CONICET | Buscador de Institutos y Recursos Humanos

Cu+ transporting PIB-ATPases are heavy metal membrane transporting proteins that have an important role in cooper homeostasis and detoxification. The most known member of this class is the Cu+-ATPase from Archaeglobus fulgidus (AfCopA). In a previous work we have characterized the temperature and chemical effect on folding and activity of this thermophilic protein (Cattoni et al., 2008 and Roman et al., 2010). The comparison of these properties with that corresponding to mesophilic homologs of AfCopA would provide new insight to understand the adaptation of membrane proteins to different conditions of temperature.
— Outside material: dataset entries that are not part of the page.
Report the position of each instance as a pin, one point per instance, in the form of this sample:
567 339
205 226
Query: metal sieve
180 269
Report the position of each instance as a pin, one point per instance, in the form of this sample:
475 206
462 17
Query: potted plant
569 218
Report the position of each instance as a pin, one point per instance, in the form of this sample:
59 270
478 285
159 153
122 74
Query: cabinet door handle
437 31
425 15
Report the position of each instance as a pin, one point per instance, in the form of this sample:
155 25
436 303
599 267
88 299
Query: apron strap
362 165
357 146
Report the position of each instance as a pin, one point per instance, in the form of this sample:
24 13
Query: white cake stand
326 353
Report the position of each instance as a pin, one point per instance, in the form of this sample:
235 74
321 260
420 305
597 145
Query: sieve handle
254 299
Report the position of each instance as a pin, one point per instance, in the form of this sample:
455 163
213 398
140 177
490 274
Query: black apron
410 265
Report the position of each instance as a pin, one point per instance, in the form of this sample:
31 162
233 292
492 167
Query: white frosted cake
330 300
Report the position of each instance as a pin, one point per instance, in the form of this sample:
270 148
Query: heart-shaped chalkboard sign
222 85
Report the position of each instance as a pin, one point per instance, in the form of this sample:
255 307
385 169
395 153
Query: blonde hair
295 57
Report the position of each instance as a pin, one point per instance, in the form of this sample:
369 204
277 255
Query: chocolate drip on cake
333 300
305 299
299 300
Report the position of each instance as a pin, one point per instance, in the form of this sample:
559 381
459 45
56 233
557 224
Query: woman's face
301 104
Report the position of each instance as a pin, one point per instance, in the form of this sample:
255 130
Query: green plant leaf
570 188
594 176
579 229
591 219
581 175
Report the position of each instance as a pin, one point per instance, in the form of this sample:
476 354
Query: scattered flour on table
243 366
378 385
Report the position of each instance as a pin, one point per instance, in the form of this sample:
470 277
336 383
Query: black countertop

Recently the first atomic structure of a PIB-ATPases, CopA from Legionella pneumophila (LpCopA), was determined by X-ray crystallography at 3.2 A resolution (Gourdon et al., 2011). The structure is similar to that Ca2+-ATPase but reveals two N-terminal transmembrane helices which are specific for this class and provides a framework to analyze the molecular pathophysiology of Menkes and Wilsons diseases. Thus it constitutes a good model for the proposed study. Here we report the production of LpCopA in Saccharomyces cerevisiae. Using a galactose induced system and GFP as an indicator we optimized the conditions to express LpCopA measuring fluorescence in whole cells. Maximal fluorescence was obtained growing the transformed cells in media containing 0.67% YNB, 0.08% Complete supplement mixture-URA, 0.1% glucose, 0.6% yeast extract and 0.1% peptone and induced with 2% galactose for 24hs at 28oC. Separation of proteins from isolated membranes by SDS-PAGE showed a main band with a molecular mass corresponding to the fusion protein LpCopA-GFP-his8 by in gel fluorescence. Purification of LpCopA-GFPhis8 will be performed by affinity chromatography. This will allow to compare the regulation of catalytic activity and stability of this protein with that corresponding to the thermophilic counterpart.